His attitude is reflected in a strong push for urbanism unfolding across the GTA and encompassing everyone from community leaders to everyday citizens to local politicians.

In Port Credit, for instance, residents are involved in crafting the city's plan for the area. Jim Danahy, who heads the local community association, rattles off ideas that have a decidedly downtown flavour: building office blocks on underused land, establishing a Seattle-esque houseboat community in the harbour, building more GO stations to distribute new development more evenly, putting bike lanes on Lakeshore Road East.

"In infill areas like this, we're not dealing with sprawl. We're dealing with intelligent intensification," he says.

On a city-wide level, Mississauga is constructing a dedicated busway that will transect it from east to west; a north-south light rail line is also in the works. The city also has a 20-year plan to add 30 kilometres of routes and increase the number of riders twentyfold.

These plans also include the province: Mayor Hazel McCallion waded into the Oct. 6 campaign to demand Queen's Park continue uploading costs that former premier Mike Harris handed off to municipalities. The city has also pushed for the abolition of the Ontario Municipal Board, arguing that it too frequently allows developers to build high-rise condominium towers that disregard local planning guidelines designed to ensure new communities fit a mixed-use, mid-rise model.

In Brampton, meanwhile, Mayor Susan Fennell has met with both Mr. McGuinty and Mr. Hudak to call for a second local hospital and a university campus in the booming city of nearly half a million people. Her council, meanwhile, recently approved a city hall expansion that would also create 16,000 feet of street-front retail by 2014.

Don Naylor, who has run a Brampton environmental design firm for 29 years and chairs the downtown redevelopment corporation, says planning in the area has to strike a balance between bringing more offices and condominiums downtown while preserving historic streetscapes. He suggests, for instance, leaving the street intact and putting mid-rise buildings behind.

"It's not reasonable to believe you can do greenfield development forever," he says, referring to the proliferation of tract housing. "We have a lot of room to grow, and intensification has to be a part of it."

North of Toronto, Vaughan has a plan to build a city core from scratch around an extension of the Spadina subway line and Markham has begun a similar project, erecting condominium towers in its south end.
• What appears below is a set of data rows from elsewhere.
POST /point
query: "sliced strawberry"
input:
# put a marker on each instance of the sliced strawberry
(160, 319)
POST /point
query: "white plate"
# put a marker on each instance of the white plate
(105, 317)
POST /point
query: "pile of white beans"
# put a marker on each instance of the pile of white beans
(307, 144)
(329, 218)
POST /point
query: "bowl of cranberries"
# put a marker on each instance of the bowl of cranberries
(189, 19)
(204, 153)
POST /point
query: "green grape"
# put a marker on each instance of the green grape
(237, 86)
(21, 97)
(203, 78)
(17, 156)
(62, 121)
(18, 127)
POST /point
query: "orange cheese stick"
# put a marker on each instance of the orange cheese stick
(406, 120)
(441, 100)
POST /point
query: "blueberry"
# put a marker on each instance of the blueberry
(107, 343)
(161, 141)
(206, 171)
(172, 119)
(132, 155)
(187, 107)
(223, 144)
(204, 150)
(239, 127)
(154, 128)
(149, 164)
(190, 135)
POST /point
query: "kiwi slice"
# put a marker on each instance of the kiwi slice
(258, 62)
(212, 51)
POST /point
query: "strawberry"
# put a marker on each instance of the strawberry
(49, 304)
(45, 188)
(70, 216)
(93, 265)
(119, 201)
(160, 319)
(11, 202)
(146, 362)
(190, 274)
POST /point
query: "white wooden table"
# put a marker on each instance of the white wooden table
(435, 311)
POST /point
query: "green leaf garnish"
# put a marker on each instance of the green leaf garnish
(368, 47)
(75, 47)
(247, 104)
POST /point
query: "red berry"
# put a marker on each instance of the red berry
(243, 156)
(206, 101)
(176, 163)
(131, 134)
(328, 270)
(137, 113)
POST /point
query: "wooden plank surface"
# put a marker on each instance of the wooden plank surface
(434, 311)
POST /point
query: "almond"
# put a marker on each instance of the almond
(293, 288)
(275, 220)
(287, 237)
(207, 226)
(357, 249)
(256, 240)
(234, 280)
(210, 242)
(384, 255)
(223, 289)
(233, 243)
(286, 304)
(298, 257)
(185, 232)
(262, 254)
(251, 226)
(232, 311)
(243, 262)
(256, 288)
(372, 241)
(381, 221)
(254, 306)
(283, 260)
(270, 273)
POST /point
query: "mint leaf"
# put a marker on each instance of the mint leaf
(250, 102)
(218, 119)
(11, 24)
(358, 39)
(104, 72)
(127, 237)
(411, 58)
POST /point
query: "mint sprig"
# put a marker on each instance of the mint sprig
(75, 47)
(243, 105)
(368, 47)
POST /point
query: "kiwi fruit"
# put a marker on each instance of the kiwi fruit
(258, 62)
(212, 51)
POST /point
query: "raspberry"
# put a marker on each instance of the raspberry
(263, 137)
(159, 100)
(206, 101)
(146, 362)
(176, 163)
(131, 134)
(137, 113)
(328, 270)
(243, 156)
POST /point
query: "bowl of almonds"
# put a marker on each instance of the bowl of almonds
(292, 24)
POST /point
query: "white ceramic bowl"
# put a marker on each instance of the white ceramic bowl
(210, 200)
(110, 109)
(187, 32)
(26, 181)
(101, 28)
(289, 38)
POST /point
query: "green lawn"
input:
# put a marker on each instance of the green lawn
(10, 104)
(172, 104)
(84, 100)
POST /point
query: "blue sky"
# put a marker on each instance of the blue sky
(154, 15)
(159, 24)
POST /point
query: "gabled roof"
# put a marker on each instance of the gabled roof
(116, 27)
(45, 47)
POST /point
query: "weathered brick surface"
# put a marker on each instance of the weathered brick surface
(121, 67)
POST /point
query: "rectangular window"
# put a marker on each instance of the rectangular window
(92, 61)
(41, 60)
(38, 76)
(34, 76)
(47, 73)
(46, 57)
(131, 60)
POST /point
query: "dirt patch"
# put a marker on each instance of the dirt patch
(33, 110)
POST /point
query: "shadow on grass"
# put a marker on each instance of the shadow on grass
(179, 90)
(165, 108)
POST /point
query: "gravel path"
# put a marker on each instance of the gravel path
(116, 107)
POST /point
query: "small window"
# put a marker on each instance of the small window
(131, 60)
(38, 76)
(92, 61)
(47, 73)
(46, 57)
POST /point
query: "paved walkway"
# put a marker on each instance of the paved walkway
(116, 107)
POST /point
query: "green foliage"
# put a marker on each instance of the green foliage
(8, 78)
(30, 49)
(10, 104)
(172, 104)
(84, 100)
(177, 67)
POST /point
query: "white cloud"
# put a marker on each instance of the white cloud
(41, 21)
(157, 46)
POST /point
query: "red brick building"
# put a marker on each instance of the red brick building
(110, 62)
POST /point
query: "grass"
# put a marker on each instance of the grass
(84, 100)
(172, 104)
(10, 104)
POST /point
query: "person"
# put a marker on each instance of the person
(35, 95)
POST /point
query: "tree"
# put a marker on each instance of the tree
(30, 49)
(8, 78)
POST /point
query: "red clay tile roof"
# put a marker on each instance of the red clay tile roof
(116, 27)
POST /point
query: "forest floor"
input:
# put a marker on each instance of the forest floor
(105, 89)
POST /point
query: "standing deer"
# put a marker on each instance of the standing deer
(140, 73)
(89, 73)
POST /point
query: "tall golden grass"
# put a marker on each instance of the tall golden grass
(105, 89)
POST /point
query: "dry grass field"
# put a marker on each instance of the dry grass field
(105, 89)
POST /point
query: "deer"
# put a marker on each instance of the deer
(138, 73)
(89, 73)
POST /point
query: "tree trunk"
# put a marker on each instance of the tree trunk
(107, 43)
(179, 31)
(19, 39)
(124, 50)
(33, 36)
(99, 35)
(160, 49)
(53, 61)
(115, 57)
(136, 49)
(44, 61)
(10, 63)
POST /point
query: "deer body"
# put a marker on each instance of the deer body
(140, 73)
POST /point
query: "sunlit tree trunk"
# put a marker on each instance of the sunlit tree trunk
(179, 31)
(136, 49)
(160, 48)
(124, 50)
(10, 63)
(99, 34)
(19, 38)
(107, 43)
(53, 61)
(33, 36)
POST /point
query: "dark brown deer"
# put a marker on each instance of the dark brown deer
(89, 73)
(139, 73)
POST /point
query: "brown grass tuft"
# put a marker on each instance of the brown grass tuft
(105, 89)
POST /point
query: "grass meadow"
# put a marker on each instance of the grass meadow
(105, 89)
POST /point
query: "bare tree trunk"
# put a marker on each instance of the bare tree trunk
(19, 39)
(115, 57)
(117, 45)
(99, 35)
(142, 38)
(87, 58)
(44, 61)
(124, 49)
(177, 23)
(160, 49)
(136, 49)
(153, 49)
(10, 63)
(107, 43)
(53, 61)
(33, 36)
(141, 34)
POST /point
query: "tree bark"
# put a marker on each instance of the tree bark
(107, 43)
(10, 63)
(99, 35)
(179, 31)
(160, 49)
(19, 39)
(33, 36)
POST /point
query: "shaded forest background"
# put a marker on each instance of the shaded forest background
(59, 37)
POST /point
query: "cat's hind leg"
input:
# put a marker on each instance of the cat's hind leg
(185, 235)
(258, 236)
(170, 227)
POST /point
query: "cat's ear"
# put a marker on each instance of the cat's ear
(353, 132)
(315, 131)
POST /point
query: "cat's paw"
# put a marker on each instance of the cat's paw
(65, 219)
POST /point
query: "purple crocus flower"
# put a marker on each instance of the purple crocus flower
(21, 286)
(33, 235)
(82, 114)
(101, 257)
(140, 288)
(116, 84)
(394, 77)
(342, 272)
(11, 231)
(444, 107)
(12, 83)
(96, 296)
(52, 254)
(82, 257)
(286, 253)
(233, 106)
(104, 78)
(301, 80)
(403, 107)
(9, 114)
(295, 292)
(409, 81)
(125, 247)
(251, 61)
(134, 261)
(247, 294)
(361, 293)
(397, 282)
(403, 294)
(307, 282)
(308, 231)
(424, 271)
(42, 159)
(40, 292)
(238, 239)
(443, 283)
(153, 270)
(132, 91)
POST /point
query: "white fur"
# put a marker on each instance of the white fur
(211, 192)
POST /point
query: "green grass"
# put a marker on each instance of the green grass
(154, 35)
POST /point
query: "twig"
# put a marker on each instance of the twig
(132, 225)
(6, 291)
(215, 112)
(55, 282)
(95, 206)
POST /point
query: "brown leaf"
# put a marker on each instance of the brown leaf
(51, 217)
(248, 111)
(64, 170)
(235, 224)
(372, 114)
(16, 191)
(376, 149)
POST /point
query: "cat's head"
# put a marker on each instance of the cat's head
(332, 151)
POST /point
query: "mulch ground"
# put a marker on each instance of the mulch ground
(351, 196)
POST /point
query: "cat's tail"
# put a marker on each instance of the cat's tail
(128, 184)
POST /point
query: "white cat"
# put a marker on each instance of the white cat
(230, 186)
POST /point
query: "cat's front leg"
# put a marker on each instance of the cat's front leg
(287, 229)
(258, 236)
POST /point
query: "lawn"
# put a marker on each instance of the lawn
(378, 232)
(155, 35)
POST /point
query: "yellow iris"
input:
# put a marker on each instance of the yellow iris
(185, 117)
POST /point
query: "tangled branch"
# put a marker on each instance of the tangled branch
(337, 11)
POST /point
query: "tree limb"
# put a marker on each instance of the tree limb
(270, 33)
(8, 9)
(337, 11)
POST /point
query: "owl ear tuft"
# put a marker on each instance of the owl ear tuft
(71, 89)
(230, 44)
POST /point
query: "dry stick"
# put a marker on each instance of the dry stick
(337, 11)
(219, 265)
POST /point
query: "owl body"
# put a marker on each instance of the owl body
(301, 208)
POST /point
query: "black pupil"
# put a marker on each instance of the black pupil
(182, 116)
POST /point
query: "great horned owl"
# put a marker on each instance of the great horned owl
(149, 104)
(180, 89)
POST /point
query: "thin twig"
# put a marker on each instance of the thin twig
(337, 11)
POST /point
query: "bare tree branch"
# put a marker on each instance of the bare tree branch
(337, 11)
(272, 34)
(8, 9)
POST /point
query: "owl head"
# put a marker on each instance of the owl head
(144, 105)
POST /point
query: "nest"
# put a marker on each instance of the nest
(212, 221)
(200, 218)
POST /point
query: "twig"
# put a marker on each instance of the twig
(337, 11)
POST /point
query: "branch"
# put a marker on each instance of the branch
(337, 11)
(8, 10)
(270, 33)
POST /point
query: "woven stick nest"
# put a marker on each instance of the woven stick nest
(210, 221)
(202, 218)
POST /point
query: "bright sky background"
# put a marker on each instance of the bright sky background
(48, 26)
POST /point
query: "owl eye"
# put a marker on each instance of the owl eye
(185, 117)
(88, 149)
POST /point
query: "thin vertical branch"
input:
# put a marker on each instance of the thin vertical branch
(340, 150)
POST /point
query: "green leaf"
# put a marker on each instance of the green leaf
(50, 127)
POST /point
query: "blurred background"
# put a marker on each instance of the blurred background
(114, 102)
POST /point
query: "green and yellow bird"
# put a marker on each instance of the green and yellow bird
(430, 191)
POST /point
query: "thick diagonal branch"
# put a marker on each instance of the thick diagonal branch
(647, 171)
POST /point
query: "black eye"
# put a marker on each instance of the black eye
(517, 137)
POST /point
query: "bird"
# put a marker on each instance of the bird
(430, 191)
In a commitment to slowing sprawl, the town also has rules in place requiring 60 per cent of new development take place in existing neighbourhoods.

COMMON GROUND

Bramalea is some 50 kilometres from Malvern, on the other side of the sprawl north of the city, but you wouldn't know it when walking the streets. Both neighbourhoods grew out of the same era of 1960s and '70s planning, when people still believed urban utopia consisted of wide roads, uniformity and an excess of open space. Inhabitants occupy single-family houses, arranged on identical crescents, or featureless apartment blocks rising from parking lots.

And in many ways, the concerns of Bramalea voters parallel those at the debate in Malvern: better health care, access to education and, of course, transit.

Harpreet Kaur, a 33-year-old civil servant who lives with her aging mother and two young children, talks not of tax cuts but of social programs when discussing the election.

"We want politicians that can make those policies that, in the sandwich generation, can help us support our seniors and our kids," she says.

Local NDP candidate Jagmeet Singh, a 32-year-old lawyer and human=rights advocate who tools around on a fixed-gear bicycle, seems more like a Parkdale scenster than a Peel Region denizen. And he insists that the issues transcend the distance between the city and the 'burbs.

"The things people care about are the same: People want good jobs, people want health care, people want good services," he says. "We have far more in common with downtown than we have differences."